Researchers at Google Research and Google DeepMind introduce PaLI-3, a vision language model (VLM) that is smaller, faster, and more powerful than comparable models that are ten times larger.
PaLI-3, a 5-billion-parameter vision language model (VLM) that can process images and language, has outperformed models ten times larger in several multimodal benchmarks, according to the research team.
VLMs can answer questions about images, describe videos, recognize objects, or read text on images. OpenAI offers such a VLM with GPT-4-Vision, and companies like Nvidia also see VLMs as an important building block for future industrial AI applications.
Scaling improves VLM performance
VLMs typically consist of a pre-trained image model that has learned to associate text with images, and a language model. PaLI-3’s architecture follows the lead of its predecessors and includes a vision transformer that encodes the image into tokens. These tokens, along with text input, are passed to an encoder-decoder transformer that produces text output.
Google has shown with its predecessors PaLI and PaLI-X that while a highly scaled vision transformer does not necessarily produce better results for image-only tasks such as ImageNet, it can achieve significant performance leaps for multimodal tasks such as answering questions about images. With PaLI-X, Google has scaled up to 55 billion parameters.
Google’s PaLI-3 relies on familiar architecture with new training method
While Google uses a JFT encoder specialized for image classification for the vision transformer in PaLI-X, PaLI-3 uses a contrastively pretrained vision transformer (SigLIP) similar to CLIP. The ViT has only 2 billion parameters, and together with the language model, PaLI-3 has only 5 billion parameters.

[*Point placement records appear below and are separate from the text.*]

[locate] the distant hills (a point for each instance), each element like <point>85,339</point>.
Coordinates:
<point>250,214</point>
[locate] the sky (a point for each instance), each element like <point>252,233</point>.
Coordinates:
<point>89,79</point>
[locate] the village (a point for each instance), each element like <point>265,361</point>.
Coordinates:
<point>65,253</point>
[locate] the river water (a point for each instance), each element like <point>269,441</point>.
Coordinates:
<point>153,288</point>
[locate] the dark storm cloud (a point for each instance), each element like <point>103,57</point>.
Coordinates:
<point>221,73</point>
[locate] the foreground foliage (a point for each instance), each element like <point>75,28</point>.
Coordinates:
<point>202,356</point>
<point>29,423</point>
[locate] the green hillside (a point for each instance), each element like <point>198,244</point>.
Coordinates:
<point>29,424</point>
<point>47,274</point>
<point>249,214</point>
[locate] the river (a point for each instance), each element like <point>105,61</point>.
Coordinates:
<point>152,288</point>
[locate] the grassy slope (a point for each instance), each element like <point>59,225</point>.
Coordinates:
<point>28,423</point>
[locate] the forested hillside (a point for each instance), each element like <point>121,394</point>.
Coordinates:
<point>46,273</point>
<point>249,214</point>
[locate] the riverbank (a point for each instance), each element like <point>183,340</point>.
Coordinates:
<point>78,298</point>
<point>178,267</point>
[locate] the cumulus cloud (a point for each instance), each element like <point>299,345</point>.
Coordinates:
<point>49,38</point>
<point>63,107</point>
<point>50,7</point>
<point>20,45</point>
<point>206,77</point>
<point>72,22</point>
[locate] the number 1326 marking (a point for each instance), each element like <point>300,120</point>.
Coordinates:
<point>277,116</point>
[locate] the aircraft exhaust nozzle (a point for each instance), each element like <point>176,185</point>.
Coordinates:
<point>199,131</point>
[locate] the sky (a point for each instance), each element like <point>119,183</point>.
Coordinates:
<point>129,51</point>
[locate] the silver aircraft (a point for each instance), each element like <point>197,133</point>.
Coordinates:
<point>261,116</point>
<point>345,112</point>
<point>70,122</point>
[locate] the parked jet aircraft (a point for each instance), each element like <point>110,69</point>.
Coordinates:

Such smaller models are more practical for training and deployment, more environmentally friendly, and allow for faster research cycles for model design, the researchers said. Also convenient is that, despite its small size, PaLI-3 performs on par with today’s best VLMs in more than 10 image-to-speech benchmarks, and – despite not being trained on video data – achieves new bests in benchmarks in which VLMs must answer questions about video.
PaLI-3 could enable a new generation of larger models
As is often the case, however, the trend will be toward larger models, because PaLI-3’s high performance despite its small size demonstrates the potential of the SigLIP method used to train the vision transformer on unstructured Web data. Given the availability of such unstructured multimodal data, it is likely that Google will soon train a larger version of PaLI-3.
“We consider that PaLI-3, at only 5B parameters, rekindles research on fundamental pieces of complex VLMs, and could fuel a new generation of scaled-up models” the team writes.